SINGER Olivia Newton-John is in London to promote her new album which chronicles her triumphant battle with breast cancer.
Gaia: One Woman’s Journey is her first recording since she was diagnosed with cancer in 1992, and it is an album she has written, produced and paid for herself.
SINGER Olivia Newton-John is in London to promote her new album which chronicles her triumphant battle with breast cancer.
Gaia: One Woman’s Journey is her first recording since she was diagnosed with cancer in 1992, and it is an album she has written, produced and paid for herself.
In 30 years, she’s sold more than 50 million records worldwide, spent four years in the singles charts in Britain and recorded 22 hits, including duets with John Travolta and Cliff Richard.
Yet people ask whatever happened to the squeaky clean singer once called the Singing Milkshake. Her career has seesawed since she starred in Grease in 1978. She had a short-lived success as a pop star, then her movie career went nowhere fast and her chain of boutiques crashed.

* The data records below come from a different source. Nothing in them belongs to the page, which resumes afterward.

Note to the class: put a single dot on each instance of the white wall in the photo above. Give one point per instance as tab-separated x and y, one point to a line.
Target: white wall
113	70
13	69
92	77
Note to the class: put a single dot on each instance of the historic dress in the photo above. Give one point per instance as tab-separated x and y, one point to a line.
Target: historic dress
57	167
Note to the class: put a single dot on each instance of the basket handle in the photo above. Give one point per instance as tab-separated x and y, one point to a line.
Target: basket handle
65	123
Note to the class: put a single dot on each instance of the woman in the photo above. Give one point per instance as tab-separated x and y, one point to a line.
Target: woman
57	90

Grease was an amazing phemenon, she admits. “It was the highlight and I feel happy with that.” How does she feel about being dubbed a has-been? “That doesn’t matter to me. There will always be people with negative things to say.”
She lives on an Australian farm which has walls insulated with seaweed instead of asbestos, painted it with non toxic paints, used what she calls fall down wood or that from sustainable sources, has no carpets – just rugs – because of dust mites, keeps compost heaps and units for re-cyling everything and has a water filtering system.
She built the healthy house as an example to people -before she became sick with breast cancer. And it is here that she does transcendental meditation, yoga, takes homeopathic medicine, grows custard apples and avocados.
Last year it was rumoured that Olivia had constructed a very detached house in her 22 acre New South Wales grounds for Matt Lattanzi, her husband of ten years who is 11 years her junior, to live in.
Newspapers said that their marriage was on the rocks. But Olivia was reported as saying that she was building the other house for Matt to entertain in. “I live a quiet life,” she said.
Olivia speaks with a faint Antipodean accent but she was born in England, the daughter of a headmaster. When she was five, the family moved to Australia where her father, then only 40 years old, became master of a university college. Her mother’s father was a Nobel prize winner and a friend of Einstein.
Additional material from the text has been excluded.